Vista l’impossibilità di mettere le mani sulla Siria il Pentagono ha il piano B: l’Ucraina paese di faglia, di confine tra due culture, quella occidentale e quella russa. Qui gli americani ci stanno lavorando da anni: prima di cesello (la rivoluzione arancione poi andata come è andata), poi finanziando e sostenendo l’opposizione semi-fascista al governo Yanukovic regolarmente eletto un paio d’anni fa e poi destituito dal golpe di qualche mese fa. Risultato: ecco l’ennesimo governo fantoccio.
Il resto è cosa nota: il referendum della Crimea svoltosi solo per l’intervento di Putin a tutela della regolarità del voto sotto l’occhio attento delle organizzazioni internazionali, ed ora le proteste delle regioni dell’est filo-russe che non si sentono più tutelata da Kiev dopo la chiusura delle tv in lingua russa e la messa al bando negli uffici pubblici e nelle scuole della lingua russa. Al Cremlino non preoccupa l’adesione di Kiev alla Ue, ma la base Nato che i nuovi dirigenti ucraini sono pronti a ospitare sul proprio territorio, avallando così il progetto Usa di circondare la Russia con batterie missilistiche. Dietro questa operazione c’è un vero e proprio risiko geopolitico ed economico. Washington divide l’Europa in due aree: la Vecchia Europa costituita da Germania, Francia, Italia e la Nuova Europa composta dalla Gran Bretagna e dalle nuove economie nate dalla dissoluzione del Comecon (patto di Varsavia) e dell’Urss.
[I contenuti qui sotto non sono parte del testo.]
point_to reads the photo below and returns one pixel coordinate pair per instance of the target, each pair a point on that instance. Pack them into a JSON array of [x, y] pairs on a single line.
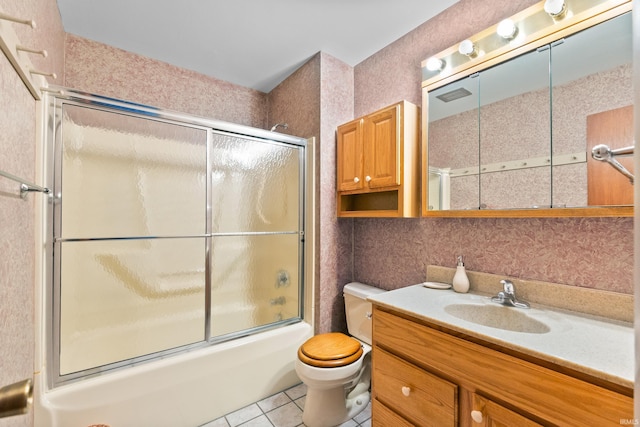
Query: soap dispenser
[[460, 279]]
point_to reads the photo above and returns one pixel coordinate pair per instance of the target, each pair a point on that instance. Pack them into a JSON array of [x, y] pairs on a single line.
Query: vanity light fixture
[[557, 9], [507, 29], [435, 64], [468, 48]]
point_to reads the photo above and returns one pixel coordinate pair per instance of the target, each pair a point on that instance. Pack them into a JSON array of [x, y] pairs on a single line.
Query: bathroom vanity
[[447, 359]]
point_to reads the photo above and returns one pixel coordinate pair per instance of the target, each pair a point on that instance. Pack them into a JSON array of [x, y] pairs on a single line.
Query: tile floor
[[280, 410]]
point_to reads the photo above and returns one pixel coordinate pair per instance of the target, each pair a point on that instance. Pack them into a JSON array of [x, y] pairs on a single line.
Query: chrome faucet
[[508, 296]]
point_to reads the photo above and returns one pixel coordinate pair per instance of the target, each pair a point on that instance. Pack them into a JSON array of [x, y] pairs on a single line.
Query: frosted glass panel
[[130, 176], [254, 281], [123, 299], [259, 180]]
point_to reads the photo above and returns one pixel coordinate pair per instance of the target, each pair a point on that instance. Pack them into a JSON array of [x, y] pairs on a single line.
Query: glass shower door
[[130, 233], [255, 255]]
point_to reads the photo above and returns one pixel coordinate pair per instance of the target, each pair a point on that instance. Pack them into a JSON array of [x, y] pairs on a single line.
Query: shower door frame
[[53, 104]]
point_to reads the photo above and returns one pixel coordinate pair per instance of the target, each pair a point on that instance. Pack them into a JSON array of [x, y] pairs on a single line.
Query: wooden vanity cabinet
[[377, 163], [423, 376]]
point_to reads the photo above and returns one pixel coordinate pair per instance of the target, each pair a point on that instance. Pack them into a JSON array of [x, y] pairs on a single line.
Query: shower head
[[277, 125]]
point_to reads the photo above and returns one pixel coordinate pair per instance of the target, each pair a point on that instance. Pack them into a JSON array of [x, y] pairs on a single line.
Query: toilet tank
[[358, 309]]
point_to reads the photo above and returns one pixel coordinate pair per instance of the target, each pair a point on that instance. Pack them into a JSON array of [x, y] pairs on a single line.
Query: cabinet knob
[[476, 416]]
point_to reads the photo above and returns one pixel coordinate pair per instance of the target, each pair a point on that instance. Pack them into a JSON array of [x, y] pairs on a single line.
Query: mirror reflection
[[519, 135]]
Il problema per Obama, come quello dei suoi predecessori, è quello di impedire la saldatura della vecchia Europa con la Russia. E questo lo vediamo nelle attuali posizioni in campo: da una parte gli Usa e la Gran Bretagna pronte a misure durissime, al limite del bellico contro Putin, e dall’altro la Merkel molto più morbida. Mosca è fortissimamente dipendente dalle esportazioni tedesche, ma se la Germania dovesse chiudere con Mosca perderebbe almeno 300mila posti di lavoro. Senza contare la chiusura delle forniture di gas siberiano del quale non possiamo tutti fare a meno e che al momento non è possibile sostituire in breve tempo.
A questo punto dobbiamo porci un interrogativo: Siamo ancora disposti a seguire gli Stati Uniti per la loro sete di supremazia sul pianeta tenendo conto che ci hanno spinto a partecipare a conflitti che sono  serviti solo alle multinazionali? Agitare lo spauracchio dell’oligarca Putin è ridicolo: Mosca avrebbe potuto invadere l’Ucraina in men che non si dica ma non lo ha fatto dimostrando capacità diplomatiche superiori a quella politica delle minacce americane.
Purtroppo da questa eurocrazia filo-Usa non possiamo aspettarci nulla di buono: speriamo che nel prossimo parlamento Ue ci siano tanti onorevoli pronti a dare un taglio diverso e nuovo alla politica estera continentale, a favore dei popoli e contro le lobbies economico-finanziarie che da troppo tempo imperano su tutti noi. L’Europa deve trovare la sua identità in quanto restando serva degli Sates non può far altro che scomparire perché è questo che la Casa Bianca vuole.